Jane Comfort and Company

Performance Space 122

In a new work entitled Deportment, Jane Comfort concentrates on what she knows best—choreography built on language, with its rhythms, not its meaning, providing the underlying score for her dramatic dance. The result is her most complex and confident work to date.

Comfort probably talks more on stage than any other contemporary choreographer, yet one is never surprised or embarrassed when she or her dancers speak and act. Comfort sets the stage with words; in a dry, wry amplified female voice with heavy southern accent, she reads from Emily Post, giving calm yet emphatic directions as to how to conduct oneself in a variety of social settings. The four dancers (Nancy Alfaro, Mark Dendy, Stephen Petty, and Comfort) quickly show us that deportment—the hand-waving, body-bending, eye-roving, head-nodding, finger-pointing kind—is ultimately about anything but good manners. Though encoded into little bodies from the earliest age, proper deportment is in fact an elaborate armature concealing terrors of all sorts.

Comfort simultaneously unravels this overdetermined “good” behavior and builds personalities through a limited verbal and physical vocabulary. What the dancers say and do is clearly not identical; mind and body are constantly embroiled in an argumentative duo. Emphatic kicks, leaps, even midair cartwheels are employed along with her earlier sign-language skills and more “colloquial” gestures such as jock scratching or nail biting. Bodies clash chaotically and conversations degenerate, like those of a drunken quartet on a hot summer night. After the taunts and jibes about homosexuality and the gender-related humiliations, the real undertow of racial hatred beneath these good manners erupts. In the climactic wedding scene deportment fails miserably, tuxedos and floor-length gowns notwithstanding.

That Comfort is able to control this explosive material and lay it quietly alongside excerpts from the Southern writer Tennessee Williams is an indication of the breadth of her dramatic overview. In one scene from The Glass Menagerie, Comfort has Mark Dendy play the female lead Amanda, who, with all the flourishes of a drag queen, captures the exaggerated contortions characteristic of Southern femininity and hospitality. In another scene set in a tacky roller rink, lyrical skating adds emotional texture to the body language of the deep South, which is as distinctive as the region’s singsong accent.

Remarkably, no props are used; the white Southern porches and glass-walled bathrooms are evoked with dance alone.
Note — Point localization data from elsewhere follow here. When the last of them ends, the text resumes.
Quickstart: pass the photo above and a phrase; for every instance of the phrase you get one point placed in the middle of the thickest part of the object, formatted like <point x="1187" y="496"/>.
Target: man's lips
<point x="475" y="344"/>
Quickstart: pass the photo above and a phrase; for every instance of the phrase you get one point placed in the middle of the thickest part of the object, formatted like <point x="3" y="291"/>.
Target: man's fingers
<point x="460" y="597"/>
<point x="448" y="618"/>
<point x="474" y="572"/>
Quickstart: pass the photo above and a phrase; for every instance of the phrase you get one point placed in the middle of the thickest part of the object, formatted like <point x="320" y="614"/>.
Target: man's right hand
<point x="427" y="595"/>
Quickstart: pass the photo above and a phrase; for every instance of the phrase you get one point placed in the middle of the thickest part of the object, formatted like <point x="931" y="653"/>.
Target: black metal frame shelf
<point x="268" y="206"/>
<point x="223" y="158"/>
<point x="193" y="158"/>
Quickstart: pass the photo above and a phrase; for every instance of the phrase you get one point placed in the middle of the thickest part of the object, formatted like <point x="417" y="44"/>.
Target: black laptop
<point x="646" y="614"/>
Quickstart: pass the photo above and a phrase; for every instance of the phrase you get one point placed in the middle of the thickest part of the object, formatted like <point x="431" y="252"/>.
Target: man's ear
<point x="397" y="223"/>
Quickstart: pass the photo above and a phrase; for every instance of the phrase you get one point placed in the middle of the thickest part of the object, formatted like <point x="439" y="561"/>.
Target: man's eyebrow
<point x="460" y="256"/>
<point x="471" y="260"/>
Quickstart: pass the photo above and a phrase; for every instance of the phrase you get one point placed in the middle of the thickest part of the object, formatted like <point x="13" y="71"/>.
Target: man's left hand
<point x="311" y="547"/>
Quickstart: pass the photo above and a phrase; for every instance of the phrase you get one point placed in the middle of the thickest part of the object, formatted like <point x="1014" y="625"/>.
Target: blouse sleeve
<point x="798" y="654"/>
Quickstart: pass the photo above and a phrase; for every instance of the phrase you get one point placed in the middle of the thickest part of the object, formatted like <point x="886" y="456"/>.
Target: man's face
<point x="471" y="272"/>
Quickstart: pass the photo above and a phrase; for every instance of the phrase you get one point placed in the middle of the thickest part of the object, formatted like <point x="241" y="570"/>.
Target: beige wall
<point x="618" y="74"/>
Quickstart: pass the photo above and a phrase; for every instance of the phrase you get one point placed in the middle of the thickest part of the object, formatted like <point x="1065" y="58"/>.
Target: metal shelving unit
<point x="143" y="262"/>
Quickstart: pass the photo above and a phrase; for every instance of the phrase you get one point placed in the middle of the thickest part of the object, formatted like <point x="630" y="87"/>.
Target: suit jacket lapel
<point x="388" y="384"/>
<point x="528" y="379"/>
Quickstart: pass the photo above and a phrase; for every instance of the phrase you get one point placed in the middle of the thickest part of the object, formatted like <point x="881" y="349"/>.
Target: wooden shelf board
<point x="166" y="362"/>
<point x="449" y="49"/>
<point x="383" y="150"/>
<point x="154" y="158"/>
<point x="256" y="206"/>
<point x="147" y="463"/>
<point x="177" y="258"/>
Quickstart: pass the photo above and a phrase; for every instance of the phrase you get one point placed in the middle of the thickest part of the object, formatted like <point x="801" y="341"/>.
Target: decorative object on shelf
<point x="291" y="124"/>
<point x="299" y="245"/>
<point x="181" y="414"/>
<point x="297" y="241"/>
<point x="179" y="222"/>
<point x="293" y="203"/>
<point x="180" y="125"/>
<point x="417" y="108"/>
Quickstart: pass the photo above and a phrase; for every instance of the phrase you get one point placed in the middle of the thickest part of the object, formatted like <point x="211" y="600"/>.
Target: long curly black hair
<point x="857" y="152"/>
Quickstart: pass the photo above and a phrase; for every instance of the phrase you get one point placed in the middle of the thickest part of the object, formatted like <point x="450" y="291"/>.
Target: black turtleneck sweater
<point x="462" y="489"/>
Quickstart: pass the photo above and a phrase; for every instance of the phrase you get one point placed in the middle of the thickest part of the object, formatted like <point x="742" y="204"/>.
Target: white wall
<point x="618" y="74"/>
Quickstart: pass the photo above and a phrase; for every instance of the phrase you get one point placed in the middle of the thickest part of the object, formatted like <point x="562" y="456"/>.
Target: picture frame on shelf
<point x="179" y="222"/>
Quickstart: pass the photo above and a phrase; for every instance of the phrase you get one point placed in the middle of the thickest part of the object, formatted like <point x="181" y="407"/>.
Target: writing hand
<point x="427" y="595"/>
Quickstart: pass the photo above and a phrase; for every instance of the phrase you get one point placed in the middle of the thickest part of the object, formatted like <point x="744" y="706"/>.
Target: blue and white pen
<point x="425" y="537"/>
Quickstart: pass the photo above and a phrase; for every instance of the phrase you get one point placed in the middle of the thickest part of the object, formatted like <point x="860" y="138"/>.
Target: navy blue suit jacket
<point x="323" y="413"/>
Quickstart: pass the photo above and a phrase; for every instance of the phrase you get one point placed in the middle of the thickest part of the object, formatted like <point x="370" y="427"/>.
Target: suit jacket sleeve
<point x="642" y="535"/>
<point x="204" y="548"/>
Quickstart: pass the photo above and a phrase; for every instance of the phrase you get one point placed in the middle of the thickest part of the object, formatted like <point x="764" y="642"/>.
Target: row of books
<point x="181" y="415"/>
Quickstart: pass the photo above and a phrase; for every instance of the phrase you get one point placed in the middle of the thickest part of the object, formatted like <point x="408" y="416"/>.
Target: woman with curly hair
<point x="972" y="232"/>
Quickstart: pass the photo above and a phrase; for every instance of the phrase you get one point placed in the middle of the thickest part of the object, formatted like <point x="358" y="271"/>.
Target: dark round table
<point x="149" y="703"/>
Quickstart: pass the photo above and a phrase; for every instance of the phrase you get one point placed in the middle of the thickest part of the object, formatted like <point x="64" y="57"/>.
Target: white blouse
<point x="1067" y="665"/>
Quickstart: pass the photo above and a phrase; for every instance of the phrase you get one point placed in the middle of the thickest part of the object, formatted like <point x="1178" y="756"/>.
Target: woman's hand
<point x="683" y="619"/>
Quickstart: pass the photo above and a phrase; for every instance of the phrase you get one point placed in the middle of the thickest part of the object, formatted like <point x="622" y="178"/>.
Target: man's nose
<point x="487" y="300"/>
Her precise choreography evidences a minimalist’s understanding of space and a dramatist’s ability to transform space into place. Where the monumental sets and tragic scope of performers like Pina Bausch keep the viewer at a distance, Comfort’s sparse dramas start with the premise that movement is character; drama, therefore, occurs the moment one moves, while text provides the underlying score. Forced up close to the emotional material of bodies in motion, Comfort’s audience cannot ignore the nerve endings she exposes.
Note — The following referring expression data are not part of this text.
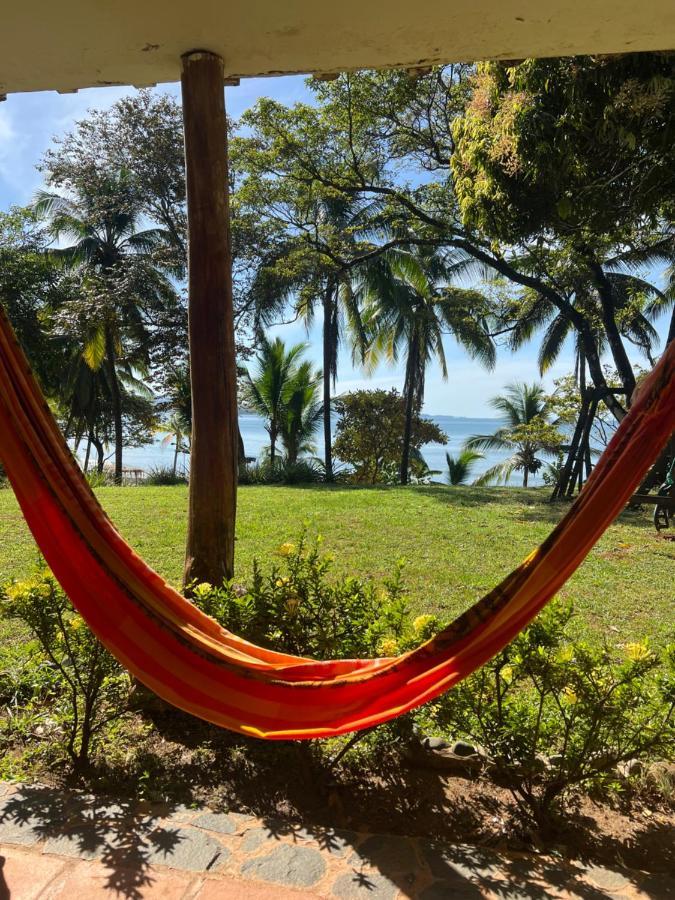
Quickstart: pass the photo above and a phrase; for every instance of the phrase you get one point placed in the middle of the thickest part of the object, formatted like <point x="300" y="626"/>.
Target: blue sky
<point x="29" y="122"/>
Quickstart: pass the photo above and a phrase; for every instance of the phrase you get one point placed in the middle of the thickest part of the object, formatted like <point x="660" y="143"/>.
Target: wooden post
<point x="213" y="467"/>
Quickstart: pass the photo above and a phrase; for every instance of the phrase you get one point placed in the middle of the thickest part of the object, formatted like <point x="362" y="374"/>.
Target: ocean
<point x="255" y="438"/>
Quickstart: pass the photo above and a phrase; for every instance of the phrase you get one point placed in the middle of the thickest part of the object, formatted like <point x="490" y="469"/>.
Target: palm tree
<point x="302" y="411"/>
<point x="461" y="466"/>
<point x="102" y="225"/>
<point x="317" y="283"/>
<point x="525" y="434"/>
<point x="409" y="307"/>
<point x="266" y="391"/>
<point x="178" y="433"/>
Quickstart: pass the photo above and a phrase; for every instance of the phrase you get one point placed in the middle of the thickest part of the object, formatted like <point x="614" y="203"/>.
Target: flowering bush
<point x="297" y="608"/>
<point x="553" y="713"/>
<point x="74" y="686"/>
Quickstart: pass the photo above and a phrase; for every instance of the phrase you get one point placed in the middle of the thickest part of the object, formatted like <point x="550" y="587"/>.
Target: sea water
<point x="255" y="437"/>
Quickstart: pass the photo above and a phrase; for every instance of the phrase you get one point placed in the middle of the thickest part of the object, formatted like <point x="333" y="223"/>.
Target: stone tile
<point x="94" y="881"/>
<point x="18" y="831"/>
<point x="184" y="848"/>
<point x="24" y="876"/>
<point x="254" y="838"/>
<point x="447" y="860"/>
<point x="386" y="853"/>
<point x="336" y="842"/>
<point x="225" y="888"/>
<point x="358" y="886"/>
<point x="220" y="822"/>
<point x="660" y="886"/>
<point x="287" y="864"/>
<point x="457" y="889"/>
<point x="607" y="879"/>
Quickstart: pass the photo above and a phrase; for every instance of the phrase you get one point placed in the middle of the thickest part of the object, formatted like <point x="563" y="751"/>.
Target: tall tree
<point x="267" y="389"/>
<point x="101" y="221"/>
<point x="526" y="433"/>
<point x="410" y="307"/>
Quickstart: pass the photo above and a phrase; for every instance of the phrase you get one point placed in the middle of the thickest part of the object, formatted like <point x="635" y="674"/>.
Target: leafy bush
<point x="98" y="479"/>
<point x="162" y="476"/>
<point x="554" y="713"/>
<point x="295" y="608"/>
<point x="303" y="471"/>
<point x="68" y="680"/>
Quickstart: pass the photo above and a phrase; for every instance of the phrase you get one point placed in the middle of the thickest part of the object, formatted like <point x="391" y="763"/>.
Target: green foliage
<point x="282" y="471"/>
<point x="555" y="713"/>
<point x="526" y="432"/>
<point x="579" y="146"/>
<point x="164" y="475"/>
<point x="68" y="685"/>
<point x="297" y="608"/>
<point x="285" y="390"/>
<point x="460" y="466"/>
<point x="370" y="432"/>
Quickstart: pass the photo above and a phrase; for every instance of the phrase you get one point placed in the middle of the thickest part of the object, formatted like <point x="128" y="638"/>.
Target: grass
<point x="458" y="543"/>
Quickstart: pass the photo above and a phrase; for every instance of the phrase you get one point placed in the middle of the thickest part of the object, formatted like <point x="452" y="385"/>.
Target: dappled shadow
<point x="121" y="835"/>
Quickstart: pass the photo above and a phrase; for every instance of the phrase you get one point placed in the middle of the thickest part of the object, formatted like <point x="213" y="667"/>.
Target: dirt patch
<point x="183" y="760"/>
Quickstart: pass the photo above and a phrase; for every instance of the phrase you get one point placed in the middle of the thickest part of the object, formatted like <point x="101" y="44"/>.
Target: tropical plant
<point x="526" y="433"/>
<point x="117" y="273"/>
<point x="409" y="307"/>
<point x="461" y="466"/>
<point x="301" y="412"/>
<point x="178" y="434"/>
<point x="370" y="432"/>
<point x="278" y="376"/>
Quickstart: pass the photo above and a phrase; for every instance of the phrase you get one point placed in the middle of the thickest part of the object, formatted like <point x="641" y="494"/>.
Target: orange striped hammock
<point x="192" y="662"/>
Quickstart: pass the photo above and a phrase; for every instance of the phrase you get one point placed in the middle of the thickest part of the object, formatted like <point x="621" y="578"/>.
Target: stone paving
<point x="71" y="845"/>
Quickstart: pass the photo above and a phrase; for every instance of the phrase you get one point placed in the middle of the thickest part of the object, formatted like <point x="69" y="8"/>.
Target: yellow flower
<point x="388" y="647"/>
<point x="637" y="651"/>
<point x="569" y="696"/>
<point x="422" y="623"/>
<point x="292" y="604"/>
<point x="566" y="654"/>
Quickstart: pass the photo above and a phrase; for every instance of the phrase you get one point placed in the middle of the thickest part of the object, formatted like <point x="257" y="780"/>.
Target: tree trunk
<point x="411" y="368"/>
<point x="328" y="369"/>
<point x="273" y="444"/>
<point x="175" y="457"/>
<point x="116" y="398"/>
<point x="99" y="450"/>
<point x="213" y="473"/>
<point x="590" y="349"/>
<point x="607" y="302"/>
<point x="87" y="454"/>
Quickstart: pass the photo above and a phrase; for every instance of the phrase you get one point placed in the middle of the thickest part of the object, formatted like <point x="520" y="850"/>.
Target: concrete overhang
<point x="69" y="44"/>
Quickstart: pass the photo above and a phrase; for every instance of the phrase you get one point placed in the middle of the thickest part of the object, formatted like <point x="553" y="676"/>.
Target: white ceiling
<point x="69" y="44"/>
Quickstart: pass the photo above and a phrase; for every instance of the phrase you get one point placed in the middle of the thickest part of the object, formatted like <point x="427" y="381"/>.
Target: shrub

In a revised version of Portrait, 1989, that opened the evening’s performance, this vulnerability, which exposes the inner workings of self with the smallest gestures, is again the starting point. Autobiography intrudes, for it is clear that such closely observed minutiae of movements are generated from the choreographer’s own body. Cleverly, this portrait is unravelled through the workings of four dancers (Alfaro, Comfort, Petty and Lisa Gilette); we watch, as a single body and a mind reflected in four parts as though in a mirrored cell, descend from a perfectly benign starting point into psychosis. Young, single New Yorker at Reagan-era cocktail party, addresses the “other,” who has “more”—more dates, more shoes, more recognition, more style—until loathing and imperfectability of self becomes a maddening mantra, and regression the only means to find some fragment of unconditional love. As brutal as a Karen Finley performance, Portrait served as an important transition from earlier works in which Comfort’s theatrical drive was largely kept under wraps, to the bold maturity of the present. Deportment gives new meaning to the term dance theater and makes it clear that Jane Comfort is now positioned to step onto a much larger stage, and into a much brighter spotlight.